La France, pays de choix pour les investissements des groupes italiens

En mettant la main sur Carte Noire, le torréfacteur Lavazza a fait de la France son deuxième marché / © GETTY IMAGES NORTH AMERICA/AFP/Archives / Tibrina Hobson
La presse italienne se désole régulièrement de la déferlante française sur ses entreprises. Pourtant, celles-ci ne cessent d’accroître leur présence dans l’Hexagone, qui arrive en tête de leurs préférences à l’issue d’une année 2016 record.

Le nombre de projets italiens lancés en 2016 en France a ainsi augmenté de 68% sur un an, passant de 84 à 141, selon des chiffres détaillés mercredi à Milan (nord) par l’Ambassade de France en Italie et Business France.

Ces projets, qui se répartissent entre création d’entreprises, extension de sites ou reprise d’entreprises en difficulté, ont permis la création ou le maintien de 3.228 emplois, dans des domaines aussi divers que l’agriculture, le transport, la logistique ou la métallurgie.

Avec ce résultat, le meilleur atteint depuis dix ans, la France conforte sa place de premier pays où investissent les entreprises italiennes à l’étranger (29% des projets contre 25% en 2015).

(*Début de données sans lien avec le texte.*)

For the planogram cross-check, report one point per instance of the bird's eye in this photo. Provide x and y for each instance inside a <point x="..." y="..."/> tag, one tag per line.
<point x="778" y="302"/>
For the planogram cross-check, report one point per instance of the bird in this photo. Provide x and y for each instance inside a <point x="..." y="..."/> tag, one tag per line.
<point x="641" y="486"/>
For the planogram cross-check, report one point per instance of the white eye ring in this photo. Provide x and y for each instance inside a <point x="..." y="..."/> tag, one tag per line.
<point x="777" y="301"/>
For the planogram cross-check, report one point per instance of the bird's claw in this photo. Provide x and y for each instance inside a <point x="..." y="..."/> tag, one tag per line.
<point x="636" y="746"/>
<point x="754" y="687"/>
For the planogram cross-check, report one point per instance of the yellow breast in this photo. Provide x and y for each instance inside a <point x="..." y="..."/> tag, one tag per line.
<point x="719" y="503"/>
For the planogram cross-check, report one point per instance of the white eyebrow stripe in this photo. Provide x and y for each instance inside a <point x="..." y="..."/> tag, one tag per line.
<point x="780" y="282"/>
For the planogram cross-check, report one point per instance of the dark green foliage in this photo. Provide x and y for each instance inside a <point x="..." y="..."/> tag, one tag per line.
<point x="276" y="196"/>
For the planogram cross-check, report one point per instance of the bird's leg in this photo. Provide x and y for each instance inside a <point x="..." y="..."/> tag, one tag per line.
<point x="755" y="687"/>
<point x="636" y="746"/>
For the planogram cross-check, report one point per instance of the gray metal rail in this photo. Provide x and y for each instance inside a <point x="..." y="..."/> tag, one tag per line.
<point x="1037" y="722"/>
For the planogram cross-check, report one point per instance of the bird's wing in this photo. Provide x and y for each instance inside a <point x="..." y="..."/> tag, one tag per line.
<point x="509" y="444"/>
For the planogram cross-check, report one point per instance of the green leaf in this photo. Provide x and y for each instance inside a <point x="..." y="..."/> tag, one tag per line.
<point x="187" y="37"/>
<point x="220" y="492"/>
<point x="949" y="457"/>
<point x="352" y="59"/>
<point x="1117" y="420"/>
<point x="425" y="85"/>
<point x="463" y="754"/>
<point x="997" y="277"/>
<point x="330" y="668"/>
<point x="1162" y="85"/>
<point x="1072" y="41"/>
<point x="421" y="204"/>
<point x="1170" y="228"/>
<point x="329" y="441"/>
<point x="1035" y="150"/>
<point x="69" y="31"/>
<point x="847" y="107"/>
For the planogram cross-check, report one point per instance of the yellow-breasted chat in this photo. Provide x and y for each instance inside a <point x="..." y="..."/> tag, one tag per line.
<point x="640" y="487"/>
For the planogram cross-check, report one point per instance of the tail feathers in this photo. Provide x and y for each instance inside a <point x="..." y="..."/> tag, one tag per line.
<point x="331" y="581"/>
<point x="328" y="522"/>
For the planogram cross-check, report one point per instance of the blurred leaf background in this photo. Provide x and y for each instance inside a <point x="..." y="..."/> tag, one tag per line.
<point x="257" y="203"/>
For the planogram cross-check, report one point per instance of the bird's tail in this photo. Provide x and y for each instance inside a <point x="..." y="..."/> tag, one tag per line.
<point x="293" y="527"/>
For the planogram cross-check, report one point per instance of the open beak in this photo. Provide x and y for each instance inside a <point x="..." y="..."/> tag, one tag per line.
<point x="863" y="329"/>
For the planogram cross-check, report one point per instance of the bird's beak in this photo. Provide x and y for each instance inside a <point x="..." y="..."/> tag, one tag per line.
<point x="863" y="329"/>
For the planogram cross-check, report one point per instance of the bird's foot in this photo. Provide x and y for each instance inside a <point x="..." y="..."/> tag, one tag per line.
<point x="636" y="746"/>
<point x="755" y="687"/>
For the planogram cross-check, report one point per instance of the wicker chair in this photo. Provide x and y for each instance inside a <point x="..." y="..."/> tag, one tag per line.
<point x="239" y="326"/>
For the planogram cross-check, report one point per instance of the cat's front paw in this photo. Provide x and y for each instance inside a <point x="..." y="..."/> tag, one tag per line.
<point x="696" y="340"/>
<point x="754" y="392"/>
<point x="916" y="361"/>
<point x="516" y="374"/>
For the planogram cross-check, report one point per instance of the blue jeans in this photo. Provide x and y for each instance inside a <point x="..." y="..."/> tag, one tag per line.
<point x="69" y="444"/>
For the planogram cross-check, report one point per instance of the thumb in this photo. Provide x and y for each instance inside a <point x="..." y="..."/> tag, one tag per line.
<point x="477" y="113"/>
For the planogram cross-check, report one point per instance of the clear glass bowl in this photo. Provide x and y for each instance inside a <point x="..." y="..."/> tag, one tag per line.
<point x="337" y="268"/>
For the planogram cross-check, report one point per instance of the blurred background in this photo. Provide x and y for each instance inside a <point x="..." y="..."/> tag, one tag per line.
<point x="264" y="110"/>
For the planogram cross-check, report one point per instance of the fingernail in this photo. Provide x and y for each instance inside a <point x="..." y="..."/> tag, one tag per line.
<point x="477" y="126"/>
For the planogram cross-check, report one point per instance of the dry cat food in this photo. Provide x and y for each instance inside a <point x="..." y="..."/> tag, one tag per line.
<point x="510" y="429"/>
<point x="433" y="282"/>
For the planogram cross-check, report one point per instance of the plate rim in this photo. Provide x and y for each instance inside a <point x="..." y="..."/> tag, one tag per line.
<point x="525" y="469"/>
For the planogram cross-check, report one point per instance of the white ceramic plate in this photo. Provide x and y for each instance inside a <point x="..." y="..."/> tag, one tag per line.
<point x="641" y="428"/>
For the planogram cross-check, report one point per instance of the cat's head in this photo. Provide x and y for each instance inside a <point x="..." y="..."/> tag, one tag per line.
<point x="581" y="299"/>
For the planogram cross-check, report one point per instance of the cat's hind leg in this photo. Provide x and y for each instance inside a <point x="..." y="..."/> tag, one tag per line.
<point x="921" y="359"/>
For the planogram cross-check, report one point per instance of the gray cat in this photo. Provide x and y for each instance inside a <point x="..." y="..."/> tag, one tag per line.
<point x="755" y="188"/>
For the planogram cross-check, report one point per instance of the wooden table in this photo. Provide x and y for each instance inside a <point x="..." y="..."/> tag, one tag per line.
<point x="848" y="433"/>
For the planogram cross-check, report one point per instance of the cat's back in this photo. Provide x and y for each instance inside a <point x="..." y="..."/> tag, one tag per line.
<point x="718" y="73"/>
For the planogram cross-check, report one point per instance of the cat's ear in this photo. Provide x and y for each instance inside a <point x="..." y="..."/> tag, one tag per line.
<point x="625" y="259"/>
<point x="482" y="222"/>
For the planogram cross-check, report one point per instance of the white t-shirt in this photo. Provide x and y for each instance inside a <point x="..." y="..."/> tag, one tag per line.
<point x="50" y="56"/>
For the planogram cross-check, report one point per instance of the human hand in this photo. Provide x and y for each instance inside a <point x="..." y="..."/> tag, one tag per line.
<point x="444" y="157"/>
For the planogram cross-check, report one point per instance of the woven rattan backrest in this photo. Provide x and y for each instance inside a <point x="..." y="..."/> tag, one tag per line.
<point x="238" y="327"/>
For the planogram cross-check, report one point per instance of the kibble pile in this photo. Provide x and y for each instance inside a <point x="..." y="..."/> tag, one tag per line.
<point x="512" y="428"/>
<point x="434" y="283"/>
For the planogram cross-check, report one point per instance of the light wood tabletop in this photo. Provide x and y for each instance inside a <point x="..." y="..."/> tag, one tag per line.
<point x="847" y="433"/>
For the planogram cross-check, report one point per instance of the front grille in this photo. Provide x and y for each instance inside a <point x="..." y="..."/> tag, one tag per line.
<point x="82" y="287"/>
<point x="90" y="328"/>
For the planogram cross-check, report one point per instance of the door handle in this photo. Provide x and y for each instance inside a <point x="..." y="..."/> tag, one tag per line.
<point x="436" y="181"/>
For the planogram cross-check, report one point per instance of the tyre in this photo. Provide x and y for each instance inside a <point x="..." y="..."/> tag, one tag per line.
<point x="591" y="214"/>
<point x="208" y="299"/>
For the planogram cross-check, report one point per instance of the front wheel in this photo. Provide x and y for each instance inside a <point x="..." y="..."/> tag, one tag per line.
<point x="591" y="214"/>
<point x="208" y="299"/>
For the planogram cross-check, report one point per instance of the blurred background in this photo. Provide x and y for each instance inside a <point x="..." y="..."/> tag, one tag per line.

Selon Paul Hunsinger, ministre conseiller pour les affaires économiques basé à Rome, trois raisons fondamentales expliquent ce « grand intérêt des entreprises italiennes: le dynamisme des entrepreneurs italiens; l’attractivité de la France grâce aux nombreuses réformes engagées et aux mesures prises pour faciliter les investissements étrangers », et le fait que les relations entre Rome et Paris sont « excellentes ».

En 2016, 1.117 projets d’investissements étrangers ont été lancés en France. Les Etats-Unis arrivent en tête avec 16% du total, suivis de l’Allemagne (17%) et de l’Italie (13%).

Deux régions françaises accueillent plus de la moitié de ces investissements italiens, l’Ile-de-France et l’Auvergne-Rhône-Alpes. Et sans surprise, ils proviennent en majorité du nord de l’Italie (Lombardie et Piémont).

Plus de 2.000 entreprises italiennes sont présentes en France où elles emploient plus de 100.000 personnes. Dans le sens inverse, quelque 3.200 filiales d’entreprises françaises en Italie emploient plus de 200.000 salariés.

Porte d’entrée sur l’Afrique

La France est le troisième pays investissant dans la péninsule, avec un total de 51 milliards d’euros, tandis que les investissements italiens vers la France s’élèvent à 20,2 milliards.

Une différence qui s’explique par les spécificités de leurs tissus industriels: « la France, qui a plus de grandes entreprises, investit massivement à l’étranger tandis que l’Italie avec son fort tissu de PME exporte davantage », explique Paul Hunsinger.

Alors que l’Italie s’inquiète régulièrement du rachat par la France de ses joyaux, comme Gucci, Fendi ou Parmalat ces dernières années, des opérations importantes ont eu lieu récemment dans l’autre sens.

Le torréfacteur Lavazza a ainsi mis la main sur Carte Noire, lui permettant de faire de la France son deuxième marché, tandis que Campari s’est emparé de Grand Marnier. Plus récemment le constructeur naval Fincantieri est devenu l’actionnaire principal des chantiers de Saint-Nazaire (STX France).

Le sujet est sensible, à tel point que la fusion entre Luxottica et Essilor a donné lieu à des avis différents, dans la presse des deux pays, sur qui prenait le contrôle de qui…

Mais « voir si la France achète l’Italie ou si l’Italie achète la France n’est pas un sujet intéressant. Ce qui compte c’est le développement économique », estime ainsi Riccardo Samiolo, directeur financier du groupe italien Came, qui a investi en France.

Les atouts de l’Hexagone? Etre notamment « un point d’entrée vers les pays de l’Afrique sub-saharienne et du Maghreb », dit-il, en soulignant que « la France apprend comment approcher ces pays » et « la manière d’exporter » pour ceux voulant commencer à le faire.

Autres forces: « il est facile de travailler en France. Elle offre un environnement économique +clair+ et régulé », ajoute M. Samiolo.

Philippe Pereyron, directeur général opérationnel de SoluStil, groupe en difficulté ayant été racheté dans sa majorité en février par l’italien Cellino à ArcelorMittal, souligne que cette opération est « une vraie réussite ».

« Au début, nous étions inquiets… Mais on a vite compris que leur intention était de développer le groupe et notre clientèle. Nous avons retrouvé la confiance de nos anciens clients et notre chiffre d’affaires augmente », se félicite-t-il, en soulignant que le dialogue et les prises de décisions sont beaucoup plus simples et rapides que dans un grand groupe international.